Augustine Kpehe Ngafuan said diseases such as malaria and diarrhoea were going untreated because frightened Liberians were shunning medical centres.
He warned deaths resulting from normally treatable conditions could outstrip those from the Ebola virus by three or four times.
“People are dying from common diseases because the health care system is collapsing,” Mr Ngafuan said in an interview with Thomson Reuters Foundation.
“It is going to have a long-term impact, even after this crisis is behind us.”
But he said his biggest immediate concern was the spreading epidemic.

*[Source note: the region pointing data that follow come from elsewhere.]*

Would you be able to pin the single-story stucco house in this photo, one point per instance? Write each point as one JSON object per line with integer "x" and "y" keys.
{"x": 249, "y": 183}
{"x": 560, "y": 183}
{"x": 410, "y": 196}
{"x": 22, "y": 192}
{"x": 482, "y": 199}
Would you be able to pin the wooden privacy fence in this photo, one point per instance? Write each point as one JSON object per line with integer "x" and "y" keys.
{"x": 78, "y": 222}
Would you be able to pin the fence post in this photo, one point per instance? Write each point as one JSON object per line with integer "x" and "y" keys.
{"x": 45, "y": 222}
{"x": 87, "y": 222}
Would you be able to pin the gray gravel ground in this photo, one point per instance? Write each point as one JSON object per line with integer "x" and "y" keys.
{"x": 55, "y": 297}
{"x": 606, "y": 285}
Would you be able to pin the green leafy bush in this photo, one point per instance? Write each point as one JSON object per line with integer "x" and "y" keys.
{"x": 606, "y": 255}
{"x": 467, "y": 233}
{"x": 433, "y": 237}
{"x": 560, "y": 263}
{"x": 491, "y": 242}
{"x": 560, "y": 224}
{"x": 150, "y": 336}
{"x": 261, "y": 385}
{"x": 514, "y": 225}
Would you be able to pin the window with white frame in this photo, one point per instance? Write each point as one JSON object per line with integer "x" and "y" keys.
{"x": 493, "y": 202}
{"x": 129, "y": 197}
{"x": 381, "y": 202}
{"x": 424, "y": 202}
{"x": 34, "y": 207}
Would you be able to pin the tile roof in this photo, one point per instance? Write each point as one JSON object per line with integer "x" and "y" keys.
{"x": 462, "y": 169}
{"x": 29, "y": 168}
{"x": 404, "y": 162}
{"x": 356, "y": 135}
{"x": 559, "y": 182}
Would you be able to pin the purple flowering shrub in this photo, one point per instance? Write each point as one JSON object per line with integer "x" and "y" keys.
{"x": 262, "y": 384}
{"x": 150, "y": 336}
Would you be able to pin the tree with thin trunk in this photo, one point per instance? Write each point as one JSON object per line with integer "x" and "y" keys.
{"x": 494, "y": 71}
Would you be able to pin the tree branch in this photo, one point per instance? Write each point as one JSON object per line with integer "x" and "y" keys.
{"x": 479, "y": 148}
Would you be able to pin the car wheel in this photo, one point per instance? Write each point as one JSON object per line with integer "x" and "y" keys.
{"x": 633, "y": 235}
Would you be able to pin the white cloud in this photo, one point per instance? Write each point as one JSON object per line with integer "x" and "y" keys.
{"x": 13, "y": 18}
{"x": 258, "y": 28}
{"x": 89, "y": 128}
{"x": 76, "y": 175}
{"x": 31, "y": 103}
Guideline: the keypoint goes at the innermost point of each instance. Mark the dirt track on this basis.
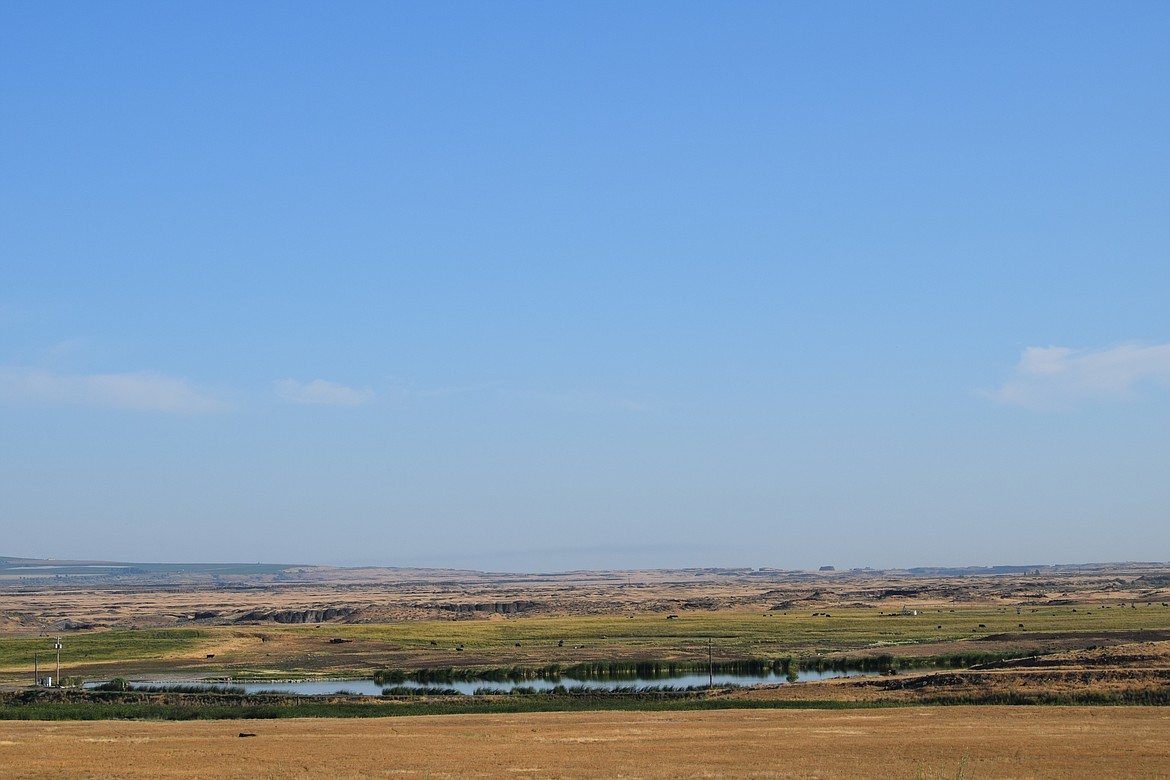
(971, 743)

“We are hearing it is going to get worse before it gets better. We do not know how much worse that will be. My main worry is the fear of how many people will die. Right now it is out of control and jumps from place to place,” Mr Ngafuan said.
The number of trained doctors and nurses, already in critical short supply after years of civil war, is shrinking as medical workers get infected, quarantined or are afraid to report to work. The country entered the epidemic with only about 50 doctors for 4 million people, he said.
“What is happening is the entire health sector is being devastated by the crisis. It is not only a killer, but it kills those who care for them, and a good number of them are dying,” Mr Ngafuan said.
Video: Explaining Ebola
Overwhelmed, the three West African countries most affected by the Ebola virus - Liberia, Guinea and Sierra Leone - stressed at a meeting on Monday with top-level US government officials, the Centres for Disease Control and Prevention and the World Bank that a global response is critical, Mr Ngafuan said.
Sierra Leone's Foreign Minister Samura Kamara, in a separate interview in Washington, gave a similar message.
“This is a disease that is beyond the capacity of the three national governments. We need greater international awareness and support and it should be considered a global health crisis that needs a global response,” he said.